Check the pot with a multimeter and make sure that the lug that goes to ground is still connected to ground. If it's not it will act as you described and not attenuate the volume.
Pots are cheap and simple to replace if needed.


----------



## Jamrod (Dec 6, 2008)

If your amp has reverb, it would have an additional knob for that. Also, the model number on the ID sticker on the back of the amp would be G15TR (for Tremolo/Reverb) instead of G15T (for Tremolo-only models). As for price, Electraglide's on the mark.


----------



## bolero (Oct 11, 2006)

damn that's a great score


I'd be tempted to leave it like that...wired wide open


----------



## Percy (Feb 18, 2013)

togie said:


> How much would you guys price this amp at in its mint shape ? After i get the volume i issue fixed of course.


Imo these little jems are priceless.....I bought one awhile back for 60.00 Canadian.....I put a 10 inch Warehouse green beret speaker in it and now have the best amp i have ever played thru.....

Before and after pics....


----------



## Granny Gremlin (Jun 3, 2016)

Electraglide said:


> Somewhere between $200 and $500 I'd say.


No one in their right mind should pay 500 for one of these (until a few years from now anyway). They are great, but for that much you can get a higher powered Garnet (e.g. Rebel - saw a gold logo PA version head for 350 yesterday, which is pretty cheap if it works; tempted but I already have one).


----------



## Tone Chaser (Mar 2, 2014)

Perhaps the volume pot was previously sprayed with an inferior product.
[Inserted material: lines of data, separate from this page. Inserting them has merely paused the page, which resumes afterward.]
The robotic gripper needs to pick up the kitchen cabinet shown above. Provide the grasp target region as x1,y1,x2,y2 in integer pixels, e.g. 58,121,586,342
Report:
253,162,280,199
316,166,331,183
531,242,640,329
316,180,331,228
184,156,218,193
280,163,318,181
I would try a shot of Deoxit and a little physical coaxing. If it frees up and does what it should; double lucky you!


----------



## Granny Gremlin (Jun 3, 2016)

If it turns but the resistence does not change I don't see how it could be a cleaning issue, but it's easy enough and wont hurt so worth a try. Most likely the shaft has become disconnected from the wafer (have had that happen to this type of pot when physically abused, e.g. trying to remove a knob that was a bit too small but someone forced on anyway - pulls the shaft out a tad) or bypassed altogether (either intentionally or a short) since the OP already checked that the leads to the pot are connected it must be at the other end(s), i.e. in the circuit (Gar didn't build em pretty; could be a bear to track down).


----------



## jb welder (Sep 14, 2010)

Sorry to be the smartarse here, but if he hasn't got it fixed since 2012, I don't have high hopes.


----------



## Granny Gremlin (Jun 3, 2016)

d'oh


----------